OpenAI shared that it has created the Preparedness Framework to help track, evaluate, forecast, and protect against the risks associated with advanced AI models that will exist in the future, or frontier models.

The Preparedness Framework is currently in beta, and it covers the actions OpenAI will take to safely develop and deploy frontier models.

RELATED CONTENT:

Anthropic, Google, Microsoft, and OpenAI form group dedicated to safe development of frontier AI models

OpenAI announces Superalignment grant fund to support research into evaluating superintelligent systems

Number one, it will run evaluations and develop scorecards for models, which the company will be continuously updating.

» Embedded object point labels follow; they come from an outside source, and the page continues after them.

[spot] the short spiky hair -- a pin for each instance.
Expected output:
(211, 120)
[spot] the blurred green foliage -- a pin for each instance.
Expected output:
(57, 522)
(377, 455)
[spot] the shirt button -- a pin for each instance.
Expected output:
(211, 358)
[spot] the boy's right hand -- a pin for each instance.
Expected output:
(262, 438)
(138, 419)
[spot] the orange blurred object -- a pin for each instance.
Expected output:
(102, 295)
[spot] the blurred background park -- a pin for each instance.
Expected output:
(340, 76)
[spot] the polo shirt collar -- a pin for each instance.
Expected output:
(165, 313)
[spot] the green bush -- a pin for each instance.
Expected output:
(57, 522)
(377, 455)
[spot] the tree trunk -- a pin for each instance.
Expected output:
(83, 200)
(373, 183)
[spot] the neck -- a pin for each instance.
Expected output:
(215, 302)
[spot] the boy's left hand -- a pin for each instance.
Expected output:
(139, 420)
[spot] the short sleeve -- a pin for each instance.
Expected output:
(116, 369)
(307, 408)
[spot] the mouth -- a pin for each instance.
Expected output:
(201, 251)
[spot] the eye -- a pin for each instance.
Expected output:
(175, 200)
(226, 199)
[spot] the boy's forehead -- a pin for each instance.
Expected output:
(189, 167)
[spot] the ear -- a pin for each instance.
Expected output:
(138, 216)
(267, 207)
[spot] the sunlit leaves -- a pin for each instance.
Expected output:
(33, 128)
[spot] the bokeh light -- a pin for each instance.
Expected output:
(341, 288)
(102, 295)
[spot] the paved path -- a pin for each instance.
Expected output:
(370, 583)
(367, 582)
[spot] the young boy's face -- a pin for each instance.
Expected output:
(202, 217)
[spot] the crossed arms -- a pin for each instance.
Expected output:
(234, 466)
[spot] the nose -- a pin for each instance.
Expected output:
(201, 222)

During evaluation, it will push frontier models to their limits during training. The results of the evaluation will help both assess risks and measure the effectiveness of mitigation strategies. “Our goal is to probe the specific edges of what’s unsafe to effectively mitigate the revealed risks,” OpenAI stated in a post.

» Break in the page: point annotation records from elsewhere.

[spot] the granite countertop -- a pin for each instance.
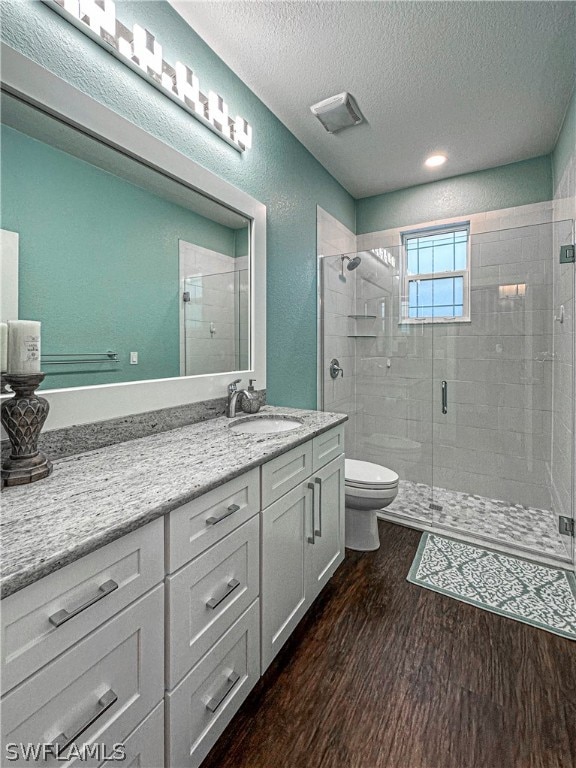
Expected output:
(95, 497)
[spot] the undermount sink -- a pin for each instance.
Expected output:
(265, 424)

These risks will be defined across four categories and four risk levels. Categories include cybersecurity, CBRN (chemical, biological, radiological, nuclear threats), persuasions, and model autonomy, and risk levels will be low, medium, high, and critical. Only models that earn a post-mitigation score of high or below can be worked on further, and only models that are medium or lower can actually be deployed.

It will also create new teams to implement the framework. The Preparedness team will do technical work that examines the limits of frontier models, run evaluations, and synthesize reports, while the Safety Advisory Group will review these reports and present them to leadership and the Board of Directors.

The Preparedness team will regularly conduct drills to stress-test within the pressures of the business and its culture. The company will also have outside audits done and will continually red-team the models.

And finally, it will use its knowledge and expertise to track misuse in the real world and work with external parties to reduce safety risks.

“We are investing in the design and execution of rigorous capability evaluations and forecasting to better detect emerging risks. In particular, we want to move the discussions of risks beyond hypothetical scenarios to concrete measurements and data-driven predictions. We also want to look beyond what’s happening today to anticipate what’s ahead. This is so critical to our mission that we are bringing our top technical talent to this work,” OpenAI wrote.